Background: Chronic inflammation driven by the nuclear factor kappa-B (NF-κB) signaling pathway is a fundamental driver of colorectal cancer (CRC) pathogenesis, promoting tumor survival, mucosal proliferation, and profound chemoresistance. Capecitabine is a standard first-line fluoropyrimidine chemotherapy; however, its clinical utility is frequently compromised by dose-limiting toxicities and the activation of inflammatory feedback loops. Lactococcus lactis D4, a novel probiotic strain isolated from traditional Indonesian fermented buffalo milk (dadih), possesses well-documented immunomodulatory properties. Methods: A randomized controlled experimental study was conducted utilizing male Sprague-Dawley rats (n=37). Colorectal carcinogenesis was chemically induced via intraperitoneal administration of 1,2-dimethylhydrazine (DMH). Following strict histopathological confirmation of malignancy, the cohort was randomized into five distinct groups: Negative Control, Positive Control, L. lactis D4 monotherapy, Capecitabine monotherapy, and Combination therapy. Interventions were administered daily for 14 days. Outcomes included NF-κB protein expression assessed via immunohistochemistry (IHC) and targeted gene expression quantification via RT-qPCR. Results: Immunohistochemical analysis demonstrated that the positive control group exhibited significantly elevated NF-κB protein expression (35.87 ± 13.53%). Capecitabine monotherapy significantly reduced this expression to 16.07 ± 3.79% (p=0.003).
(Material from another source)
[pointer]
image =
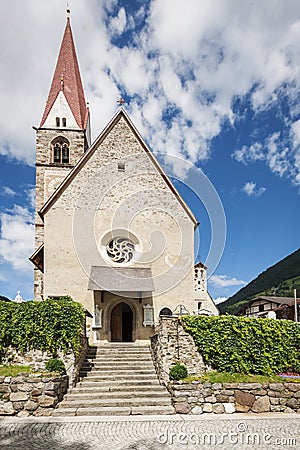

The Combination therapy achieved a profound reduction in NF-κB protein expression down to 12.99 ± 4.92%; however, this was not statistically superior to Capecitabine alone (p=1.000). Conversely, RT-qPCR analysis revealed no statistically significant difference in NF-κB mRNA levels among the experimental groups (p=0.094). Conclusion: The combination of L. lactis D4 and Capecitabine effectively reduces NF-κB protein expression in a preclinical CRC model, achieving suppression levels comparable to primary chemotherapy. The distinct discordance between the significant protein suppression and the sustained mRNA expression levels suggests potential post-transcriptional or post-translational regulatory mechanisms that warrant further targeted molecular investigation.